Roi de Salem, et prêtre du Très-Haut. L’Écriture ne nous parle ni de son père, ni de sa généalogie (Hébreux 7.1-3), ni de sa naissance, ni de sa mort ; et en ce sens il était, comme dit saint Paul, la figure de Jésus-Christ, qui est le prêtre éternel selon l’ordre de Melchisédech, et non pas selon l’ordre d’Aaron, dont l’origine, la vie et la mort sont connues. Lorsque Abraham revint de la poursuite des quatre rois ligués qui avaient vaincu les rois de Sodome et de Gomorrhe, et qui avaient emmené Loth, neveu d’Abraham (Genèse 14.17-19), Melchisédech vint au-devant d’Abraham jusque dans la vallée de Save, qui fut depuis nommée la vallée du Roi, lui présenta des rafraîchissements de pain et de vin, ou même il offrit le pain et le vin en sacrifice au Seigneur ; car il était prêtre du Très-Haut ; et il bénit Abraham, en disant : Béni soit Abraham par le Dieu très-haut qui a créé le ciel et la terre ; et que le Dieu Très-haut soit béni, qui a livré vos ennemis entre vos mains. Abraham, voulant reconnaître en lui le qualité de prêtre du Seigneur, lui offrit la dîme de tout ce qu’il avait pris sur l’ennemi. Depuis ce temps, il n’est plus parlé, dans l’Écriture, de la personne de Melchisédech. Seulement le Psalmiste (Psaumes 109.4), parlant du Messie, dit qu’il est prêtre éternel selon l’ordre de Melchisédech.

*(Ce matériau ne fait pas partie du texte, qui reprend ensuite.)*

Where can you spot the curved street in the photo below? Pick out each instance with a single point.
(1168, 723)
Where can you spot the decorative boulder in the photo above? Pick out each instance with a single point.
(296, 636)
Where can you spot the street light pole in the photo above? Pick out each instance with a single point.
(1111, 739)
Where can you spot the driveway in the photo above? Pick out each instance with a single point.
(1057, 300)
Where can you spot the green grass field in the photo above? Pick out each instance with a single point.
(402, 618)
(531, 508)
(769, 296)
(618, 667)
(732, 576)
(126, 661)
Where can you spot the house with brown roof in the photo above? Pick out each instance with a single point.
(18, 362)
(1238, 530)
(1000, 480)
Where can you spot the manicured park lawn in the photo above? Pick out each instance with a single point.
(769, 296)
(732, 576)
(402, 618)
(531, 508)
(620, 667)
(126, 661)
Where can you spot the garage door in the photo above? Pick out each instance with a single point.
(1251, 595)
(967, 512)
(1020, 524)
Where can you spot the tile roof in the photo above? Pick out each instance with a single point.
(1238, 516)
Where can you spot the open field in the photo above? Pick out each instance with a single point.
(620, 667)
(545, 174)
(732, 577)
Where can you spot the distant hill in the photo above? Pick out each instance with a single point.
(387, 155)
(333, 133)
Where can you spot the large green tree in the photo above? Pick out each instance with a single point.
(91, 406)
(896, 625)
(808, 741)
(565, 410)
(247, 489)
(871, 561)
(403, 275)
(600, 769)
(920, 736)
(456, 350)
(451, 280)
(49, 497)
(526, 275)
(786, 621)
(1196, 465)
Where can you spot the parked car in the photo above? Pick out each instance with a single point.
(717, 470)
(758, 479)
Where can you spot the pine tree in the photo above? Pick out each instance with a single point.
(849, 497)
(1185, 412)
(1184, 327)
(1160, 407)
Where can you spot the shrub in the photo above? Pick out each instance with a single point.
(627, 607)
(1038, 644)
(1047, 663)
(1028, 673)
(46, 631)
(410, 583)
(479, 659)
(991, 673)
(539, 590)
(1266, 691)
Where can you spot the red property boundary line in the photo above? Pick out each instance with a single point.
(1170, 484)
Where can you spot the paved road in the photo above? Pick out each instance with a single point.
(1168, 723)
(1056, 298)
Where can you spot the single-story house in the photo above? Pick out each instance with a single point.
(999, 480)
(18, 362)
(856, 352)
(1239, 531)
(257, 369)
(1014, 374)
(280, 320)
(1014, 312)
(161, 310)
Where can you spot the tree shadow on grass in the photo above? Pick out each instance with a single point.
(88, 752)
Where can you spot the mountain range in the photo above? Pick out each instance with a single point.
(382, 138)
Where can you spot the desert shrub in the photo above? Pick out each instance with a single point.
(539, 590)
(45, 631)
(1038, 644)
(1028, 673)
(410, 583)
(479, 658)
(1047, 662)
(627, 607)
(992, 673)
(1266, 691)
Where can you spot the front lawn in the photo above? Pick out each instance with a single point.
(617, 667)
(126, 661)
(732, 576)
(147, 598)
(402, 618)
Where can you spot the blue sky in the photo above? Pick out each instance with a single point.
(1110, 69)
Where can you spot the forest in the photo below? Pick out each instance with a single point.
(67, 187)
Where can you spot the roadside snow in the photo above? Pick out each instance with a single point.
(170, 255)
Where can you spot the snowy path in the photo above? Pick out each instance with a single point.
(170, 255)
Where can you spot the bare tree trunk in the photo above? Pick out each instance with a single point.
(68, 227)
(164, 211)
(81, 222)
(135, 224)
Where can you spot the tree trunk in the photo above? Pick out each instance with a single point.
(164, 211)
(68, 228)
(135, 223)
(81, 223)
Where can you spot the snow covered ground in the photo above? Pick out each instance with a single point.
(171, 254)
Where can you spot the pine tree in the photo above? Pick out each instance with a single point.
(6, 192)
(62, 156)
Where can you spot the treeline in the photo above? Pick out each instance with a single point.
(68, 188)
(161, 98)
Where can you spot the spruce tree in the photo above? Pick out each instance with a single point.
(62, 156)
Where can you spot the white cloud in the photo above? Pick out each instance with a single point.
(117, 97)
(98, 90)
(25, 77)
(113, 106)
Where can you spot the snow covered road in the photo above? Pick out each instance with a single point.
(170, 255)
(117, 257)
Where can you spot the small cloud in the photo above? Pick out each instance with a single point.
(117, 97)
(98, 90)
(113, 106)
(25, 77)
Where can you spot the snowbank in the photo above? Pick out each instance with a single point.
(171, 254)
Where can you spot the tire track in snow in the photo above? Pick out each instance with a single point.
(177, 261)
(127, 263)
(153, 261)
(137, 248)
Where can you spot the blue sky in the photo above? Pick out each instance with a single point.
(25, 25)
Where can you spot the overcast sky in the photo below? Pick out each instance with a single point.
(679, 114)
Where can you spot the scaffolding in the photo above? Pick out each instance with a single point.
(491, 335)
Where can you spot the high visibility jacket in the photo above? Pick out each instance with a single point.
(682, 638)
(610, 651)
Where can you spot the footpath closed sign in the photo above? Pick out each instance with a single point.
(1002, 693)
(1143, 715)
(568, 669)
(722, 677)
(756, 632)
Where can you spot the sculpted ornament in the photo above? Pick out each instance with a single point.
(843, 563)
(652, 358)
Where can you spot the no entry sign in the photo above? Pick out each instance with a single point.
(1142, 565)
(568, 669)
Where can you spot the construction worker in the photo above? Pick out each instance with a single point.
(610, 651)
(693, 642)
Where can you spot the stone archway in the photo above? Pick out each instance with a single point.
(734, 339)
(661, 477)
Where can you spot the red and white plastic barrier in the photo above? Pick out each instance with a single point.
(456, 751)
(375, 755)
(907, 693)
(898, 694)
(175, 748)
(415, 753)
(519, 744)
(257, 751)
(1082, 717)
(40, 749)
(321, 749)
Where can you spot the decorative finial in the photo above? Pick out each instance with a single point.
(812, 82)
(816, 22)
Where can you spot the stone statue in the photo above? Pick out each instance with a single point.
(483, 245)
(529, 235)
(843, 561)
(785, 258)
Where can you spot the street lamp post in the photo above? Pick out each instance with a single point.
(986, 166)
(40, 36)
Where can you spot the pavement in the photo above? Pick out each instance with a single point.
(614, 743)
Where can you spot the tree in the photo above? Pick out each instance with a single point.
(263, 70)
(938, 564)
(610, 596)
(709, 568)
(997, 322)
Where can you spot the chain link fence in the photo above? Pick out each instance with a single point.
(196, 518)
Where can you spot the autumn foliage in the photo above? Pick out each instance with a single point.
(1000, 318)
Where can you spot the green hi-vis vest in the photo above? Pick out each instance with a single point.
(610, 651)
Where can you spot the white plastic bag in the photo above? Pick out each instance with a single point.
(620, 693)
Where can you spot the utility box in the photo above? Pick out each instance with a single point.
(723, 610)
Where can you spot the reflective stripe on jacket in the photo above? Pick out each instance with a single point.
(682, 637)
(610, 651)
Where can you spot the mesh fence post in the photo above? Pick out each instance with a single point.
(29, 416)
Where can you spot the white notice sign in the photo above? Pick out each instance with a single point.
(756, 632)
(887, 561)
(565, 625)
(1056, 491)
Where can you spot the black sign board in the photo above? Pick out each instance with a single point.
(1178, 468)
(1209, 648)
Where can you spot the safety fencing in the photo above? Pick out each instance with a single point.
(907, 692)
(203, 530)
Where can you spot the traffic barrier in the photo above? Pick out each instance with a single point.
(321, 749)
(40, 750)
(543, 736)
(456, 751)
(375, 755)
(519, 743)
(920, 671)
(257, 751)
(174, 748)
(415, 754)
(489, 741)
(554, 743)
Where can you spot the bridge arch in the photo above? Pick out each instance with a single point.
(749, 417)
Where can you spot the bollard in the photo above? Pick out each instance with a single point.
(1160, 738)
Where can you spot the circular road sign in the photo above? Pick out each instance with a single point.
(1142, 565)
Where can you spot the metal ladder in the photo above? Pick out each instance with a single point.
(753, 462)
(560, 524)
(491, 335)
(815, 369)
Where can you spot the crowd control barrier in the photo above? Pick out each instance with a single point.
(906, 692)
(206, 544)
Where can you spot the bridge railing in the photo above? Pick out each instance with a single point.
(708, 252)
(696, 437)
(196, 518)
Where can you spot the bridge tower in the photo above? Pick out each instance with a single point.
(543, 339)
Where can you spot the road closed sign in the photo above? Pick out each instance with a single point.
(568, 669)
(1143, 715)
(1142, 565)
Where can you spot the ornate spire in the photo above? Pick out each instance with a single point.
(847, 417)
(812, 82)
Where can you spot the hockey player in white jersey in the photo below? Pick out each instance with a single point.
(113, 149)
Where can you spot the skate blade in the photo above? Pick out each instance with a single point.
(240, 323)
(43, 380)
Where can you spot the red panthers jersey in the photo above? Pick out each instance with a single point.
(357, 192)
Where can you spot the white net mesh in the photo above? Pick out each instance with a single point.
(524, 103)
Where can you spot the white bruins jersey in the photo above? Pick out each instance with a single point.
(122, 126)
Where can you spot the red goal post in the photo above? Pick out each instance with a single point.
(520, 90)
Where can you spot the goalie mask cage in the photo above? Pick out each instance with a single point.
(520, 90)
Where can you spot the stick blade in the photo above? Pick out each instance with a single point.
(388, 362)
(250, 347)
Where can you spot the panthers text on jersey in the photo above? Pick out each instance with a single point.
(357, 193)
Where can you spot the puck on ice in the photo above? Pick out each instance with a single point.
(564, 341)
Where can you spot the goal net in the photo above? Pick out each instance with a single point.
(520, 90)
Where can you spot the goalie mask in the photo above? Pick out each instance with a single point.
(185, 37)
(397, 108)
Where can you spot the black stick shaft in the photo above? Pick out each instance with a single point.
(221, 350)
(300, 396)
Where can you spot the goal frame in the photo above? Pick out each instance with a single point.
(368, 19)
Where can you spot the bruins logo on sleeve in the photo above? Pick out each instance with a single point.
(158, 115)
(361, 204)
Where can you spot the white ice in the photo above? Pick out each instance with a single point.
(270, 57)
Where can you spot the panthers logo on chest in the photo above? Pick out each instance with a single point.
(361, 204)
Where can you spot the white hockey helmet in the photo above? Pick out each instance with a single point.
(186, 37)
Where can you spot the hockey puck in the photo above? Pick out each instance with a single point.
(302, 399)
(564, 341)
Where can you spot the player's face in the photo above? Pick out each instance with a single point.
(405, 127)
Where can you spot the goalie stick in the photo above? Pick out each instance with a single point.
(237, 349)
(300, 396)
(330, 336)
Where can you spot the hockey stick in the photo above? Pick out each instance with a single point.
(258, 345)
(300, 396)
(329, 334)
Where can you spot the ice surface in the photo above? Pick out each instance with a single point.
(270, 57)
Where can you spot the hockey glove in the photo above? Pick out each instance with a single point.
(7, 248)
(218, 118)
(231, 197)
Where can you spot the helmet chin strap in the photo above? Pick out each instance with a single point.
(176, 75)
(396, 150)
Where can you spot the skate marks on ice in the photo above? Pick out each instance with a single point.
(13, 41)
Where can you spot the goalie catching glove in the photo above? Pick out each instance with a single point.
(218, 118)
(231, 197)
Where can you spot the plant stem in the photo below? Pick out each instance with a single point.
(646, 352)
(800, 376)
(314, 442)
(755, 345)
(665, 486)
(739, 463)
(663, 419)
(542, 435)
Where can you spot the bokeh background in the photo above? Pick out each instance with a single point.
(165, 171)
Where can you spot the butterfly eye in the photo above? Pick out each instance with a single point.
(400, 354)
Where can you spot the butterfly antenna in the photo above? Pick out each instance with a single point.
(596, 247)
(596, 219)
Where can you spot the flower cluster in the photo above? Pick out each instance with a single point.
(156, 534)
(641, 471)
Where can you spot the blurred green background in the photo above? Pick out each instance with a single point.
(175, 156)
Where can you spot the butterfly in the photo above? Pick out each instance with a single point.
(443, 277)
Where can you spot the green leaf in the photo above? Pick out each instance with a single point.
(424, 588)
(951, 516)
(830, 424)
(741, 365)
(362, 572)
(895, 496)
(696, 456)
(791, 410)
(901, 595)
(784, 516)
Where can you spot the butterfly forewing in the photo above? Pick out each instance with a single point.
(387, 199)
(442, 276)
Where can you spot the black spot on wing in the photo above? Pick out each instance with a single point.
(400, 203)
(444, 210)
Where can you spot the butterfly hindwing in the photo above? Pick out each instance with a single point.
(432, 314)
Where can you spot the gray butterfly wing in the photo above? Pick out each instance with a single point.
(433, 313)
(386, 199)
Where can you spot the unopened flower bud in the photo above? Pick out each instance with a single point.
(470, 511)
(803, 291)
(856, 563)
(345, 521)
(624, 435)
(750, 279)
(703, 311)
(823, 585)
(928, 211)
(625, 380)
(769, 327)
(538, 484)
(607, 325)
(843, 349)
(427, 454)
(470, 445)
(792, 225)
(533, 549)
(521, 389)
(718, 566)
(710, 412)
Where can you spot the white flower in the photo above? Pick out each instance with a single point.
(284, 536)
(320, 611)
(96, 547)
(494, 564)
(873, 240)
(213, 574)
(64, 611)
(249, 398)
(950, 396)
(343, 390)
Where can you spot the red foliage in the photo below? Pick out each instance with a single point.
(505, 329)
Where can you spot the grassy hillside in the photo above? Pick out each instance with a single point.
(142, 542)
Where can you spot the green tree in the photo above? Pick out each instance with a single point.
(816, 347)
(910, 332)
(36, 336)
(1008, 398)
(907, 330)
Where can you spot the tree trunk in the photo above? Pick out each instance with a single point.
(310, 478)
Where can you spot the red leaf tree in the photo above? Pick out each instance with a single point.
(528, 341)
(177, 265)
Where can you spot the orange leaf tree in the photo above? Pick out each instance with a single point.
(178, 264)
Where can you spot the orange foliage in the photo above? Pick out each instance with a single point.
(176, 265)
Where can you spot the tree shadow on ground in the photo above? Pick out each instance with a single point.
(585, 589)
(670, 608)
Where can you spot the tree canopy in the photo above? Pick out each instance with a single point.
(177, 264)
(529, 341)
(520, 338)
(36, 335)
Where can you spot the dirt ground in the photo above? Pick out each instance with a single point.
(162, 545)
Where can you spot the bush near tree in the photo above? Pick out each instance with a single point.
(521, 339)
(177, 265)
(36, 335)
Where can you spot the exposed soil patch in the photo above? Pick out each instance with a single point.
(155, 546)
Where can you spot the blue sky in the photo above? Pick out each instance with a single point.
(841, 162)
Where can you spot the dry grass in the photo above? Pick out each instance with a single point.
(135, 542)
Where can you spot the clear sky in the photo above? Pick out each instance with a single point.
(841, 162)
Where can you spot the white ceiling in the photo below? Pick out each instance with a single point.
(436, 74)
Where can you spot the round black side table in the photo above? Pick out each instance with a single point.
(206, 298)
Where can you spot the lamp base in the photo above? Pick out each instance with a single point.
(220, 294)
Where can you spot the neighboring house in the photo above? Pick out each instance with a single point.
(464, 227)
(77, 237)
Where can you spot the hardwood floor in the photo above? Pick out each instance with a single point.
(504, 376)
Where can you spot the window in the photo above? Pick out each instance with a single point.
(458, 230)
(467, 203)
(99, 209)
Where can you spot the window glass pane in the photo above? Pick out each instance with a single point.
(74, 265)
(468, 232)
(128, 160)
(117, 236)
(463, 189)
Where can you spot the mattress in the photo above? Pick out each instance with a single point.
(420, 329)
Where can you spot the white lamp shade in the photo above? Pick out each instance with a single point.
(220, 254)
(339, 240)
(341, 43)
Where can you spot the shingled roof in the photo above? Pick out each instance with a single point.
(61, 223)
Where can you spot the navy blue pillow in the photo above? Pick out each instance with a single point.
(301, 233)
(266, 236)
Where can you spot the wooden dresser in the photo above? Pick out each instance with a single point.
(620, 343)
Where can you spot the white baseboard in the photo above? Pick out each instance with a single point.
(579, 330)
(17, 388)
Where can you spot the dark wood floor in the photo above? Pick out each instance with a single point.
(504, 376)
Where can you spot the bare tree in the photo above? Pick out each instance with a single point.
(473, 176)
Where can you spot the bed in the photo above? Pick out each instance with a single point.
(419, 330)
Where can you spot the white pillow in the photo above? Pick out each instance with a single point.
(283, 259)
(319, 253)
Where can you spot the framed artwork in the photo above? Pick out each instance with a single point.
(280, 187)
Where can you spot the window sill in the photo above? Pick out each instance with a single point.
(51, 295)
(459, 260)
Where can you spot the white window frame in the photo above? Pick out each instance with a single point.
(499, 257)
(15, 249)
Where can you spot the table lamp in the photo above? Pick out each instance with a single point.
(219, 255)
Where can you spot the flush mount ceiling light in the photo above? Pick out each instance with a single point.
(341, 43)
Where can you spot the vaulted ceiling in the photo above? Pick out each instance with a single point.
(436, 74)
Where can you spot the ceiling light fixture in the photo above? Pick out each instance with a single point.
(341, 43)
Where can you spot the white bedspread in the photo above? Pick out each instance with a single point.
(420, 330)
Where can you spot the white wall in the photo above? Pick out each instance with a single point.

Saint Paul, dans l’Épître aux Hébreux (Hébreux 5.6-10). développe le mystère qui est caché dans ce qui est dit de Melchisédech dans l’ancien Testament. Premièrement il relève la prêtrise de Jésus-Christ, qui est prêtre éternel selon l’ordre de Melchisédech, et qui en cette qualité, pendant sa vie mortelle et souffrante, offrit avec un grand cri, et avec larmes, ses prières et ses supplications à celui qui le pouvait tirer de la mort ; et il a été exaucé, à cause de son humble respect pour son Père. Il dit de plus (Hébreux 6.20) que notre Sauveur est entré pour nous dans l’intérieur du sanctuaire, c’est-à-dire du ciel, ayant été établi Pontife éternel selon l’ordre de Melchisédech. Car, ajoute-t-il (Hébreux 7.1-3), ce Melchisédech, roi de Salem, et prêtre du Dieu très-haut, qui vint au-devant d’Abraham lorsqu’il retournait de la défaite des rois, et qui le bénit, et à qui Abraham donna la dîme de tout ce qu’il avait pris, qui s’appelle, selon l’interprétation de son nom, premièrement roi de justice (c’est ce que veut dire Melchisédech), et ensuite roi de Salem, c’est-à-dire roi de paix ; qui est sans père, sans mère, sans généalogie, qui n’a ni commencement, ni fin de sa vie, étant ainsi l’image du Fils de Dieu qui demeure prêtre pour toujours. Considérez donc combien il est grand, puisque Abraham même lui donne la dîme de ce qu’il avait de meilleur… Or il est sans doute que celui qui reçoit la bénédiction est inférieur à celui qui la lui donne ; et en effet, dans la loi, ceux qui reçoivent la dîme sont des hommes mortels, au lieu que celui qui la reçoit ici n’est représenté que comme vivant ; et de plus Lévi, qui reçoit la dîme des autres, l’a payée lui même, pour ainsi dire, en la personne d’Abraham, puisqu’il était encore dans la personne d’Abraham son aïeul, lorsque Melchisédech vint au-devant de ce patriarche.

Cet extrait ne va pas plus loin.